Após anos de negociações travadas, a pressão é grande para que um acordo seja assinado. O planeta já está 0,85 grau célsius mais quente que no século XX, e 2015 deverá bater os recordes de calor – isso para não falar no aumento do número de furacões, extinção de espécies, secas e outros desastres climáticos. Nesse cenário, assinar um acordo global é crucial. E, na opinião de quem participa do processo, há esperança. “Acho que um acordo será assinado sim em Paris”, diz o climatologista brasileiro Carlos Nobre, presidente da Capes – órgão do Ministério da Educação para pós-graduação – e um dos principais cientistas climáticos do Brasil. “Talvez não seja um texto totalmente abrangente, mas sinalizará uma direção positiva.”
O processo para assinar um acordo começou no Rio de Janeiro, em 1992. Passou pela assinatura do Protocolo de Kyoto, em 1997, que nunca foi efetivo porque foi rejeitado pelo Congresso americano. Em 2009, na Dinamarca, as negociações chegaram a seu ponto mais baixo. Parecia impossível convencer os países ricos a adotar as mesmas políticas para o futuro do clima.
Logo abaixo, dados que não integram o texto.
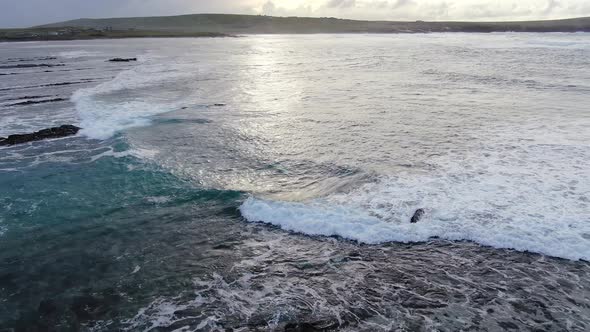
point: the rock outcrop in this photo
(56, 132)
(417, 216)
(122, 59)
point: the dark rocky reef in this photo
(33, 102)
(417, 216)
(122, 59)
(55, 132)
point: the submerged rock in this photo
(122, 59)
(417, 216)
(33, 102)
(56, 132)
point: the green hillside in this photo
(255, 24)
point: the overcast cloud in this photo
(22, 13)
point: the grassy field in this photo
(217, 25)
(71, 33)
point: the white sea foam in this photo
(77, 54)
(121, 104)
(505, 201)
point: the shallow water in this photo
(261, 182)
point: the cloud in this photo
(340, 4)
(19, 13)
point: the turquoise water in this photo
(267, 183)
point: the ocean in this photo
(267, 183)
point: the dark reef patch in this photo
(55, 132)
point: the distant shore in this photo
(51, 34)
(227, 25)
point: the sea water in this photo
(268, 182)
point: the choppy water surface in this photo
(267, 183)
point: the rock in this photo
(417, 216)
(47, 307)
(122, 59)
(56, 132)
(33, 102)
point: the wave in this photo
(130, 99)
(528, 209)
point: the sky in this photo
(24, 13)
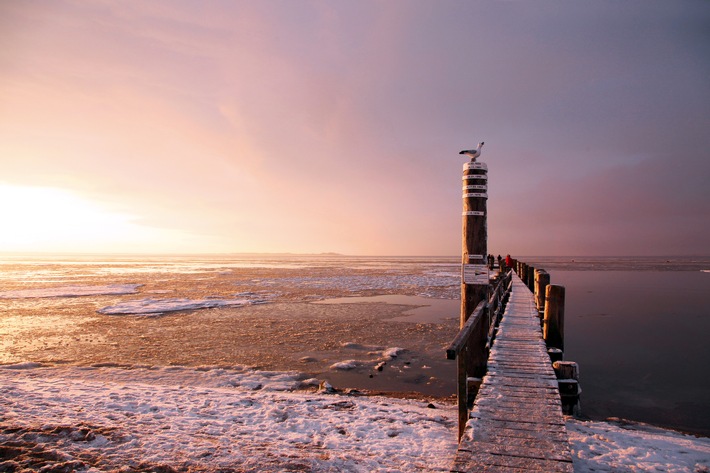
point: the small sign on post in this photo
(476, 274)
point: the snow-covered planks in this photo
(516, 424)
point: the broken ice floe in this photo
(159, 306)
(71, 291)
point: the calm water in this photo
(638, 327)
(640, 338)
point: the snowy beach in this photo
(223, 365)
(105, 418)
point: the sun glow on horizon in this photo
(46, 219)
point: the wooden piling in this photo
(475, 276)
(542, 279)
(530, 279)
(554, 328)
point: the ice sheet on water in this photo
(71, 291)
(159, 306)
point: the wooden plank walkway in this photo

Os negociadores mudaram de estratégia. Em vez de tentar metas iguais para todos, inverteram o jogo. Cada país diz o que pretende fazer.
No jargão das negociações climáticas, o plano de cada país recebe o nome de INDC, sigla em inglês para Contribuições Pretendidas Determinadas Nacionalmente. A INDC do Brasil determina que vamos reduzir 37% de nossas emissões até 2025. Até o momento, 178 países apresentaram suas INDCs. O resultado é uma colcha de retalhos, com prazos e métricas convenientes a cada um. A Europa compara suas metas com as emissões de 1990, enquanto os Estados Unidos comparam com 2005. Alguns, como a China, nem sequer falam em redução de emissões. Em vez disso, os chineses prometem “chegar a um pico” de emissões em 2030, o que significa que continuarão poluindo muito pelos próximos 15 anos.
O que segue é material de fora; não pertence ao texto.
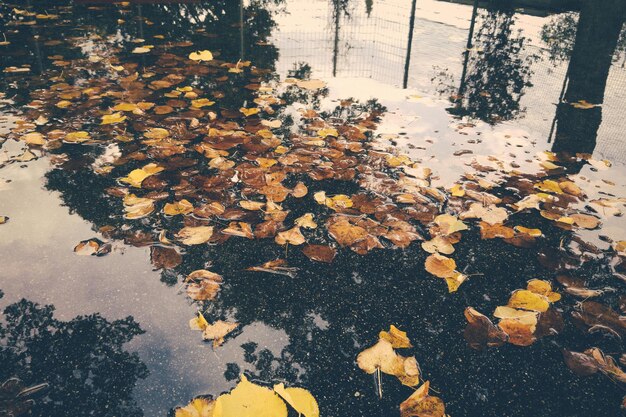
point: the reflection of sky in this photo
(374, 47)
(36, 255)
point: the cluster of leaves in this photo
(382, 357)
(196, 150)
(526, 317)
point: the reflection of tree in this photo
(597, 37)
(559, 35)
(82, 361)
(496, 71)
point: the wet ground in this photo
(484, 115)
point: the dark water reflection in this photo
(307, 330)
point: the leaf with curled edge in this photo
(421, 404)
(480, 332)
(199, 407)
(249, 400)
(300, 399)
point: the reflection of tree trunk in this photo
(599, 26)
(336, 17)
A própria ONU fez uma simulação com o resultado de todas as propostas. A análise mostra que as INDCs são melhores do que nada. Se nenhuma ação for tomada, o planeta caminhará para um aquecimento global de 4 a 6 graus célsius até 2030. Com as propostas, esse aumento da temperatura ficaria limitado a 2,7 graus célsius. A má notícia é que, segundo o consenso científico, 2 graus célsius é o limite para um aquecimento global tolerável. Passando desse limite, as previsões para aumento do nível do mar, redução de áreas agriculturáveis, maior frequência de furacões e tufões, chuvas e secas parecem roteiro de ficção científica. Eventos extremos como o temporal que matou 1.000 pessoas no Rio de Janeiro em 2011 seriam frequentes.
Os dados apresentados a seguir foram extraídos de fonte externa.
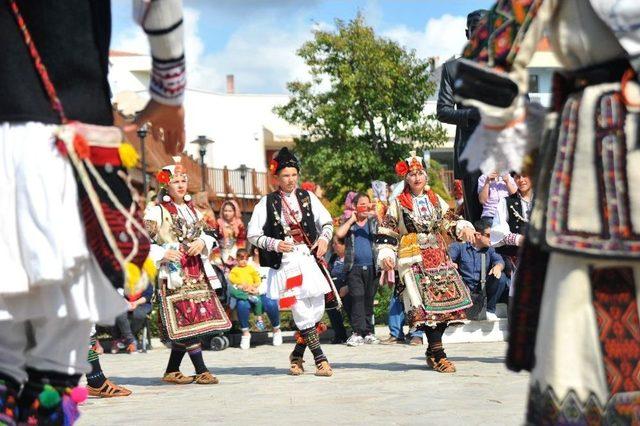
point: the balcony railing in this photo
(234, 183)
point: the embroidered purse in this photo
(110, 215)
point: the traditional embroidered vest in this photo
(273, 226)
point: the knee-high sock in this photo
(434, 337)
(195, 353)
(312, 340)
(298, 350)
(175, 359)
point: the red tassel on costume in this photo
(287, 302)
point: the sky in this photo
(256, 40)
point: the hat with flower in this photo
(283, 159)
(412, 163)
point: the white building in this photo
(244, 127)
(541, 68)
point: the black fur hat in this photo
(283, 159)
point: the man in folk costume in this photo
(290, 227)
(53, 77)
(411, 238)
(575, 322)
(189, 307)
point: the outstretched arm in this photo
(162, 21)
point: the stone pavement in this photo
(372, 385)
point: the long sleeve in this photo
(255, 234)
(388, 236)
(162, 21)
(446, 110)
(323, 219)
(506, 135)
(152, 220)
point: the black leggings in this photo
(434, 338)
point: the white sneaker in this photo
(277, 338)
(370, 339)
(355, 340)
(492, 317)
(245, 342)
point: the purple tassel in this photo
(70, 410)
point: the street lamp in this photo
(202, 142)
(243, 175)
(142, 133)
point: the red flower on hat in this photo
(402, 168)
(81, 146)
(163, 177)
(273, 166)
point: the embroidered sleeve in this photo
(388, 234)
(322, 217)
(504, 43)
(162, 21)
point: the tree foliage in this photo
(363, 109)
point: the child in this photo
(245, 281)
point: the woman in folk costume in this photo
(233, 234)
(290, 227)
(189, 307)
(411, 238)
(575, 320)
(55, 88)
Para uma reunião que acontece em uma cidade sitiada pelo terrorismo e com perspectiva de fechar um acordo menos restritivo do que pede a ciência, a expectativa com a Conferência de Paris surpreende. Haverá um engajamento ímpar de governos estaduais, setor privado, líderes religiosos e até sindicatos. Uma das razões é a ideia de que um acordo, mesmo fraco, passará uma mensagem positiva, incentivando outros atores, como empresas, a também agir. Outra razão é mais pragmática. Há um mecanismo no texto para que as metas sejam revisadas a cada ciclo de cinco ou dez anos. Assim, os governos poderiam corrigir suas rotas para uma economia mais limpa já na próxima década. Quanto antes, melhor.